Forghieri (dos à la caméra) est resté chez Ferrari après un exode du personnel, y compris Carlo Chiti (G) – qui a conçu les voitures « Sharknose ».

La grande rupture a lieu le 30 octobre 1961. A cette époque, Ferrari avait remporté le championnat du monde avec Phil Hill et la Sharknose 156. Dans un coup de palais inversé, Chiti et le directeur de l’équipe Romolo Tavoni et la plupart du personnel de conception avaient démissionné. Fatigués des ingérences incessantes de Laura Ferrari, l’épouse d’Enzo, ils avaient créé Automobili Turismo e Sport (ATS) à Sasso Marconi, à Bologne, avec le soutien financier des industriels Jaime Ortiz Patino, Giorgio Billi et du comte Giovanni Volpi. Hill les accompagne, mais l’échec de l’entreprise laisse sa carrière en ruine.
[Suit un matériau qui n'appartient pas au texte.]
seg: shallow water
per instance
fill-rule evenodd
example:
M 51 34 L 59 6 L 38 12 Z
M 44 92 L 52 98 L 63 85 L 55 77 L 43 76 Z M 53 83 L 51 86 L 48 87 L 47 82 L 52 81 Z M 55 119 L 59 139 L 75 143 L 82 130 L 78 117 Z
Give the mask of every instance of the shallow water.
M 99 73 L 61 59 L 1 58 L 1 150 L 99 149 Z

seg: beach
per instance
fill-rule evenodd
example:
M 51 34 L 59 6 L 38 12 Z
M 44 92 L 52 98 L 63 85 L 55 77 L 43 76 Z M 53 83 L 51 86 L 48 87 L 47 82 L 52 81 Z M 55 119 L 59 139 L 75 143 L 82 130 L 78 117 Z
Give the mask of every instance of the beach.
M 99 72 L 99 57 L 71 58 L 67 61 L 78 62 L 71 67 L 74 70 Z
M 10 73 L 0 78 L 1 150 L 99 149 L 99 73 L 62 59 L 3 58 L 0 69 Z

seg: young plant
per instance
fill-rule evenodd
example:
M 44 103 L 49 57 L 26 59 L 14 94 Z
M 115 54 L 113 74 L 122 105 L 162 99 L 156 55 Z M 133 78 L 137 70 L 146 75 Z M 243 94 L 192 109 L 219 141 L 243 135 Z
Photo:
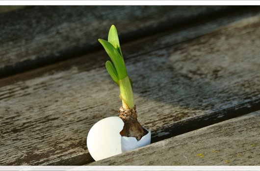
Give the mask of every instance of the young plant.
M 119 117 L 125 124 L 120 134 L 122 136 L 135 137 L 139 141 L 148 132 L 137 120 L 132 81 L 128 75 L 115 26 L 113 25 L 111 27 L 108 41 L 103 39 L 99 39 L 99 41 L 112 61 L 112 62 L 108 61 L 105 63 L 106 69 L 120 90 L 119 96 L 122 99 L 122 107 L 118 112 Z

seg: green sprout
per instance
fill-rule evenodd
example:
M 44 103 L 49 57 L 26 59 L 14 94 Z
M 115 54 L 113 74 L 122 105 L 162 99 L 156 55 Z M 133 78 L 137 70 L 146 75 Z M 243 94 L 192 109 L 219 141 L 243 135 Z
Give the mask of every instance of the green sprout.
M 132 109 L 134 107 L 132 81 L 128 77 L 116 27 L 114 25 L 111 26 L 108 41 L 101 39 L 99 41 L 112 61 L 106 62 L 105 67 L 113 80 L 119 86 L 123 107 Z

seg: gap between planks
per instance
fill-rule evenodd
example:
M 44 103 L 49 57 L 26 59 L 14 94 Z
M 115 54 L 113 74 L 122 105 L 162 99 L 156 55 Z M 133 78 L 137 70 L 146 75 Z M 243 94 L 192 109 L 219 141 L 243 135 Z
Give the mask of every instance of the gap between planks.
M 139 41 L 136 44 L 132 43 L 127 48 L 122 46 L 124 54 L 130 54 L 126 55 L 129 56 L 127 65 L 136 81 L 134 92 L 139 120 L 152 130 L 153 138 L 178 131 L 171 130 L 176 124 L 183 128 L 198 118 L 208 121 L 214 117 L 213 121 L 218 122 L 231 114 L 225 110 L 232 109 L 234 117 L 241 108 L 250 109 L 259 103 L 260 77 L 252 67 L 259 64 L 259 49 L 257 44 L 250 43 L 257 42 L 259 14 L 245 16 L 247 20 L 240 18 L 238 21 L 237 18 L 230 18 L 230 22 L 236 22 L 220 29 L 221 20 L 218 24 L 209 22 L 192 31 L 187 28 L 178 34 L 172 33 L 145 43 Z M 219 30 L 198 37 L 209 28 L 211 31 Z M 235 34 L 240 35 L 241 30 L 243 36 L 238 40 L 249 42 L 237 41 Z M 181 43 L 195 37 L 198 38 Z M 228 39 L 217 46 L 223 38 Z M 137 48 L 142 44 L 143 49 Z M 234 45 L 237 49 L 231 50 Z M 207 49 L 212 47 L 214 50 L 209 53 Z M 223 53 L 229 59 L 219 55 Z M 247 58 L 244 59 L 245 53 Z M 95 59 L 101 54 L 91 55 Z M 234 55 L 237 56 L 234 58 Z M 102 118 L 111 116 L 111 113 L 118 115 L 115 111 L 120 103 L 118 97 L 114 97 L 119 94 L 117 87 L 101 67 L 104 64 L 100 64 L 106 57 L 102 55 L 94 66 L 93 63 L 82 62 L 83 57 L 70 61 L 75 62 L 72 64 L 65 62 L 59 64 L 60 66 L 50 66 L 51 71 L 48 67 L 35 70 L 39 73 L 36 77 L 31 72 L 1 80 L 1 164 L 80 165 L 93 161 L 85 147 L 87 132 Z M 209 65 L 211 61 L 208 58 L 215 61 L 215 56 L 222 61 Z M 186 58 L 185 62 L 183 57 Z M 55 66 L 59 69 L 55 70 Z M 200 72 L 196 73 L 198 66 Z M 142 72 L 136 73 L 140 69 Z M 219 71 L 218 74 L 214 71 Z M 15 79 L 23 76 L 24 80 L 18 78 L 15 82 Z M 106 97 L 110 100 L 106 101 Z M 104 113 L 99 115 L 101 111 Z M 8 161 L 3 161 L 5 158 Z
M 260 111 L 87 165 L 260 165 Z

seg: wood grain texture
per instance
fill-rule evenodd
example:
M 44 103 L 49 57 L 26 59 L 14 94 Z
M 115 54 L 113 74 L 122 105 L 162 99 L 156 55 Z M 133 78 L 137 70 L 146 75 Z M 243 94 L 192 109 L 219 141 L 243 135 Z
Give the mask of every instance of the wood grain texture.
M 260 165 L 260 111 L 89 165 Z
M 89 53 L 115 24 L 121 41 L 234 6 L 38 6 L 0 15 L 0 77 Z
M 152 141 L 259 105 L 260 16 L 224 18 L 122 45 L 138 120 Z M 0 164 L 93 161 L 88 131 L 118 116 L 121 105 L 104 67 L 108 59 L 102 50 L 0 80 Z

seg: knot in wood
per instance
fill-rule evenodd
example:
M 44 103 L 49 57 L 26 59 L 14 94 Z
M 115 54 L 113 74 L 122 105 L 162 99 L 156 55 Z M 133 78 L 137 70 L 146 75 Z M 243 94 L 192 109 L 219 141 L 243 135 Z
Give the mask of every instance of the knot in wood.
M 132 109 L 126 109 L 123 107 L 121 107 L 119 110 L 118 110 L 119 112 L 119 117 L 125 119 L 133 119 L 134 120 L 137 118 L 137 112 L 135 109 L 136 107 Z

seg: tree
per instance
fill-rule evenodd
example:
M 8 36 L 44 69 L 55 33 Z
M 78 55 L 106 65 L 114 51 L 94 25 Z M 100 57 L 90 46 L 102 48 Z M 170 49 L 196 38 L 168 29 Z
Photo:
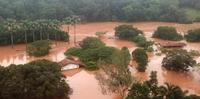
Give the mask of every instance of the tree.
M 132 25 L 120 25 L 115 28 L 115 36 L 120 39 L 128 39 L 134 38 L 139 34 L 143 34 L 142 31 L 137 28 L 133 28 Z
M 107 32 L 104 31 L 104 32 L 96 32 L 95 35 L 98 37 L 98 38 L 101 38 L 102 36 L 104 36 Z
M 24 30 L 24 39 L 25 39 L 26 50 L 27 50 L 27 47 L 28 47 L 28 46 L 27 46 L 27 43 L 28 43 L 27 31 L 28 31 L 28 28 L 29 28 L 28 20 L 22 21 L 21 28 Z
M 172 41 L 179 41 L 183 39 L 183 37 L 178 34 L 176 28 L 168 26 L 158 27 L 154 32 L 153 37 Z
M 162 61 L 162 66 L 168 70 L 187 71 L 196 61 L 186 50 L 173 50 L 167 53 Z
M 97 73 L 96 78 L 99 80 L 102 91 L 104 93 L 112 92 L 125 97 L 125 92 L 133 83 L 131 72 L 128 64 L 130 62 L 130 54 L 127 48 L 117 50 L 112 55 L 112 64 L 102 65 L 101 72 Z
M 185 38 L 189 42 L 200 42 L 200 29 L 189 30 Z
M 74 44 L 76 45 L 76 24 L 81 21 L 79 16 L 73 15 L 71 17 L 71 23 L 74 26 Z
M 8 32 L 10 32 L 10 40 L 11 40 L 11 45 L 13 48 L 13 46 L 14 46 L 13 34 L 15 33 L 15 31 L 18 28 L 18 24 L 17 24 L 16 20 L 14 20 L 14 19 L 7 19 L 6 21 L 4 21 L 4 27 L 7 29 Z
M 148 55 L 144 49 L 137 48 L 132 52 L 133 59 L 138 63 L 138 71 L 145 72 L 148 64 Z
M 105 46 L 105 44 L 96 37 L 87 37 L 83 39 L 80 46 L 83 49 L 90 49 L 90 48 L 94 49 L 94 48 Z
M 153 41 L 148 41 L 144 35 L 138 35 L 132 38 L 132 41 L 137 44 L 139 47 L 143 47 L 147 51 L 151 51 L 153 49 Z
M 69 99 L 71 89 L 55 62 L 0 67 L 0 74 L 1 99 Z
M 28 45 L 27 53 L 31 56 L 44 56 L 49 54 L 51 42 L 48 40 L 36 41 Z

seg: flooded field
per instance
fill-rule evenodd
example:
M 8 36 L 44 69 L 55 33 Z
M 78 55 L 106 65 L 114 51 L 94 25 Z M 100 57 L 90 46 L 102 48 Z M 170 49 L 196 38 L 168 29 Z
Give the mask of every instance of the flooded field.
M 144 31 L 145 36 L 150 38 L 153 31 L 158 26 L 173 26 L 176 27 L 179 32 L 186 32 L 190 29 L 200 28 L 200 23 L 194 24 L 177 24 L 177 23 L 164 23 L 164 22 L 139 22 L 139 23 L 118 23 L 118 22 L 102 22 L 102 23 L 86 23 L 77 26 L 77 41 L 81 41 L 87 36 L 95 36 L 97 31 L 107 31 L 105 37 L 101 38 L 108 46 L 122 48 L 128 47 L 132 52 L 136 45 L 132 42 L 113 39 L 114 28 L 120 24 L 132 24 L 134 27 Z M 67 30 L 67 26 L 63 26 L 63 30 Z M 25 52 L 25 45 L 15 45 L 14 49 L 11 46 L 0 47 L 0 65 L 8 66 L 10 64 L 24 64 L 36 59 L 49 59 L 53 61 L 60 61 L 64 59 L 64 52 L 74 46 L 73 44 L 73 28 L 70 28 L 70 44 L 64 42 L 57 42 L 51 50 L 48 56 L 35 58 L 30 57 Z M 157 39 L 152 39 L 160 41 Z M 185 49 L 193 49 L 200 51 L 200 43 L 187 43 Z M 145 73 L 138 73 L 134 66 L 131 67 L 133 76 L 138 80 L 148 79 L 151 71 L 157 71 L 159 84 L 169 82 L 171 84 L 179 85 L 185 90 L 189 90 L 190 93 L 200 95 L 200 75 L 195 72 L 177 73 L 172 71 L 166 71 L 161 67 L 162 58 L 164 56 L 151 55 L 149 66 Z M 200 62 L 200 58 L 196 60 Z M 72 71 L 63 72 L 67 76 L 67 82 L 73 89 L 71 99 L 117 99 L 116 95 L 109 94 L 103 95 L 101 89 L 98 86 L 98 81 L 95 79 L 94 72 L 89 72 L 83 69 L 77 69 Z

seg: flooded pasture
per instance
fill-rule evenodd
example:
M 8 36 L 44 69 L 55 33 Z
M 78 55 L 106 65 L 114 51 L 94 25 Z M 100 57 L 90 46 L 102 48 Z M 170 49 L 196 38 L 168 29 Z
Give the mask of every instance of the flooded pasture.
M 200 23 L 194 24 L 177 24 L 177 23 L 164 23 L 164 22 L 138 22 L 138 23 L 119 23 L 119 22 L 101 22 L 101 23 L 85 23 L 77 25 L 77 41 L 81 41 L 87 36 L 95 36 L 98 31 L 107 31 L 107 34 L 101 38 L 108 46 L 113 46 L 117 48 L 122 48 L 124 46 L 128 47 L 130 52 L 136 49 L 136 45 L 132 42 L 118 40 L 112 38 L 114 36 L 114 28 L 120 24 L 132 24 L 134 27 L 144 31 L 144 34 L 149 39 L 153 31 L 156 30 L 158 26 L 173 26 L 176 27 L 179 32 L 186 32 L 190 29 L 200 28 Z M 67 30 L 67 26 L 63 26 L 63 30 Z M 52 61 L 60 61 L 64 59 L 64 52 L 74 46 L 73 44 L 73 27 L 70 28 L 70 43 L 57 42 L 51 50 L 51 53 L 45 57 L 35 58 L 30 57 L 25 52 L 25 45 L 15 45 L 14 49 L 11 46 L 1 46 L 0 47 L 0 65 L 8 66 L 10 64 L 24 64 L 36 59 L 49 59 Z M 161 41 L 157 39 L 152 39 L 155 41 Z M 200 43 L 187 43 L 185 49 L 193 49 L 200 51 Z M 138 80 L 148 79 L 151 71 L 157 71 L 157 77 L 159 84 L 164 84 L 165 82 L 175 84 L 180 86 L 185 90 L 189 90 L 190 93 L 195 93 L 200 95 L 200 75 L 195 72 L 188 73 L 178 73 L 173 71 L 167 71 L 161 67 L 162 56 L 151 55 L 150 61 L 145 73 L 138 73 L 136 69 L 131 67 L 133 76 Z M 200 58 L 197 57 L 196 60 L 200 62 Z M 117 99 L 116 95 L 109 94 L 103 95 L 101 93 L 101 88 L 98 85 L 98 81 L 95 79 L 95 73 L 91 71 L 86 71 L 84 69 L 76 69 L 72 71 L 63 72 L 67 76 L 67 82 L 73 89 L 73 94 L 70 96 L 71 99 Z

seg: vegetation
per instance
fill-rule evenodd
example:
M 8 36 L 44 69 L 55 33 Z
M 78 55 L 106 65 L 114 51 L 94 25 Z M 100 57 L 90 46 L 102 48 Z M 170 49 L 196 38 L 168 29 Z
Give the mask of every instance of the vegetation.
M 200 96 L 187 95 L 180 87 L 170 85 L 158 86 L 156 72 L 152 72 L 150 80 L 134 83 L 126 99 L 199 99 Z
M 139 47 L 143 47 L 145 50 L 152 52 L 153 51 L 153 41 L 148 41 L 144 35 L 138 35 L 132 39 Z
M 60 30 L 58 20 L 16 21 L 7 19 L 0 23 L 0 45 L 29 43 L 37 40 L 69 41 L 67 32 Z
M 36 41 L 28 45 L 27 53 L 31 56 L 44 56 L 49 54 L 51 42 L 48 40 Z
M 0 67 L 1 99 L 69 99 L 71 92 L 57 63 L 38 60 Z
M 133 28 L 132 25 L 120 25 L 115 28 L 115 36 L 119 37 L 120 39 L 130 40 L 139 34 L 143 34 L 143 32 L 137 28 Z
M 85 21 L 173 21 L 188 23 L 186 8 L 198 0 L 0 0 L 0 19 L 58 19 L 79 15 Z
M 200 29 L 189 30 L 185 38 L 189 42 L 200 42 Z
M 83 49 L 94 49 L 105 46 L 105 44 L 96 37 L 87 37 L 81 42 L 80 46 Z
M 132 52 L 133 59 L 138 63 L 138 71 L 145 72 L 148 64 L 148 55 L 144 49 L 137 48 Z
M 189 67 L 193 67 L 196 61 L 186 50 L 173 50 L 167 53 L 162 61 L 162 66 L 168 70 L 187 71 Z
M 100 62 L 101 72 L 97 73 L 96 78 L 99 80 L 103 92 L 117 93 L 124 99 L 126 90 L 133 83 L 133 78 L 128 68 L 130 59 L 130 53 L 124 47 L 113 53 L 111 64 Z
M 81 44 L 82 48 L 70 48 L 65 52 L 66 56 L 78 56 L 86 64 L 86 68 L 97 69 L 98 61 L 111 62 L 111 56 L 117 50 L 107 47 L 98 38 L 87 37 Z
M 177 32 L 176 28 L 168 26 L 158 27 L 154 32 L 153 37 L 172 41 L 179 41 L 183 39 L 183 37 Z
M 104 32 L 96 32 L 95 35 L 98 37 L 98 38 L 101 38 L 102 36 L 104 36 L 107 32 L 104 31 Z

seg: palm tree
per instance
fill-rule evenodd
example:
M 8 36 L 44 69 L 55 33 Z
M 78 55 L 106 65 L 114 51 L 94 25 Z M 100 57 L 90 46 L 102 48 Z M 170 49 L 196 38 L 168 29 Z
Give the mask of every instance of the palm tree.
M 21 28 L 24 30 L 24 38 L 25 38 L 25 42 L 26 42 L 26 50 L 27 50 L 27 44 L 28 44 L 28 39 L 27 39 L 27 31 L 29 28 L 29 21 L 28 20 L 23 20 L 22 24 L 21 24 Z
M 32 36 L 33 36 L 33 42 L 35 41 L 35 27 L 36 27 L 36 22 L 33 22 L 33 21 L 30 21 L 29 22 L 29 29 L 30 29 L 30 31 L 32 32 Z
M 53 30 L 59 30 L 60 29 L 60 27 L 61 27 L 61 22 L 60 21 L 58 21 L 58 20 L 56 20 L 56 19 L 54 19 L 54 20 L 51 20 L 51 28 L 53 29 Z M 56 45 L 57 45 L 57 33 L 55 33 L 55 41 L 56 41 Z
M 187 91 L 183 91 L 180 87 L 168 83 L 160 87 L 160 92 L 165 96 L 165 99 L 183 99 L 187 94 Z
M 18 24 L 17 24 L 16 20 L 14 20 L 14 19 L 6 19 L 6 21 L 4 21 L 4 27 L 10 33 L 10 40 L 11 40 L 12 48 L 14 48 L 14 36 L 13 36 L 13 33 L 16 31 L 17 26 L 18 26 Z
M 63 21 L 63 24 L 67 25 L 67 32 L 69 33 L 70 31 L 70 25 L 72 24 L 72 18 L 71 17 L 66 17 Z
M 76 46 L 76 24 L 77 24 L 78 22 L 80 22 L 80 21 L 81 21 L 81 19 L 80 19 L 79 16 L 73 15 L 73 16 L 71 17 L 71 22 L 72 22 L 72 25 L 74 26 L 74 45 L 75 45 L 75 46 Z

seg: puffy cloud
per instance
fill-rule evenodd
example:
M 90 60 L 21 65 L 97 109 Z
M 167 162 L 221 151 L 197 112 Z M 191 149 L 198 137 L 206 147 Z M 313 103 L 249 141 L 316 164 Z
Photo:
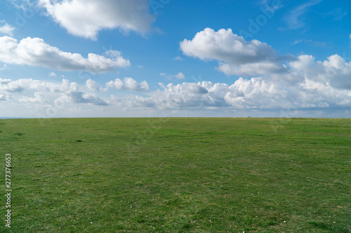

« C’était un lundi », se souvient Forghieri. « Ma vie a été complètement bouleversée. Ferrari m’a appelé et est allé droit au but. Il m’a dit : « À partir de maintenant, vous êtes responsable de toutes les activités et de tous les essais dans le domaine du sport automobile.

« J’étais stupéfait, agacé, mais j’ai pu garder une certaine lucidité », a-t-il admis. Mais, comme il l’a fait remarquer immédiatement à Il Commendatoreil n’avait que 26 ans et aucune expérience.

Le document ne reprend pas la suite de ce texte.